Missing teeth may predict future cardiovascular events
ADVANCED tooth loss can often indicate that a person has a history of inflammatory oral diseases. In an extensive cohort study, carried out by the University of Helsinki (Finland) in collaboration with The National Institute for Health and Welfare (THL), an association was found between tooth loss and future cardiovascular events, diabetes and death.
Lead researcher John Liljestrand suggests that the number of missing teeth could be a useful additional indicator for general medical practitioners, when individual risk factors for chronic diseases are assessed.
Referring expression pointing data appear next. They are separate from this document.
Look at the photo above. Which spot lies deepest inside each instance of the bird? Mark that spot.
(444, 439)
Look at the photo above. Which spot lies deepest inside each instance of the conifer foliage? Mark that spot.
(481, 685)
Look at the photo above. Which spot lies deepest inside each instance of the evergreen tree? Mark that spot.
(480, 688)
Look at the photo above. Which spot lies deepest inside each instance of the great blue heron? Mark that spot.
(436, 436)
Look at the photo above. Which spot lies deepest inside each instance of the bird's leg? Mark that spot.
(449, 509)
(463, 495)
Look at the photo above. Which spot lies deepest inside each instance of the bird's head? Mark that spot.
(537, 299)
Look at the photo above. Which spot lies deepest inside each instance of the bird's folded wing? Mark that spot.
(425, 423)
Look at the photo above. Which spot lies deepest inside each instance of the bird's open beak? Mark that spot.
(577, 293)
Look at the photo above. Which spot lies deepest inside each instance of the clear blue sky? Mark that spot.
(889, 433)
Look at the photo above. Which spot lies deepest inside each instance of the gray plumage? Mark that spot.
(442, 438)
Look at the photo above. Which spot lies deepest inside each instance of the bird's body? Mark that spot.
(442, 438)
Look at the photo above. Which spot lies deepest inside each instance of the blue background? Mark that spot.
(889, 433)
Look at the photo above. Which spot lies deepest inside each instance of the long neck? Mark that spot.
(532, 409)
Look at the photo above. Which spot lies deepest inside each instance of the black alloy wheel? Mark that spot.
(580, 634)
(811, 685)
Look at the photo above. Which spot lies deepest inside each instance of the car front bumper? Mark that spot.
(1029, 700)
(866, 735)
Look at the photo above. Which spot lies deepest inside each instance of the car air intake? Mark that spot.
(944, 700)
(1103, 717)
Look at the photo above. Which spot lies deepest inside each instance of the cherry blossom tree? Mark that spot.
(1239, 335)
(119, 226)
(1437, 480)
The manuscript is published in the Journal of Dental Research. The National FINRISK 1997 Study is a Finnish population-based survey of 8,446 subjects, aged 25 to 75, who filled a comprehensive questionnaire and participated in clinical examinations. The number of missing teeth was recorded at a baseline and information on incident disease events and deaths was obtained via national registers in a 13-year follow-up.
The results of the study showed: More than five missing teeth increased the risk for coronary heart disease events and myocardial infarctions as much as 140 per cent; and more than nine missing teeth indicated an increased risk for cardiovascular diseases (51 per cent), diabetes (31 per cent) and death (37 per cent).
Corresponding risks for edentulous subjects were 40-68 %. Traditional risk factors were taken into account in the statistical analyses. Adding information on missing teeth to established risk factors improved the risk discrimination of death.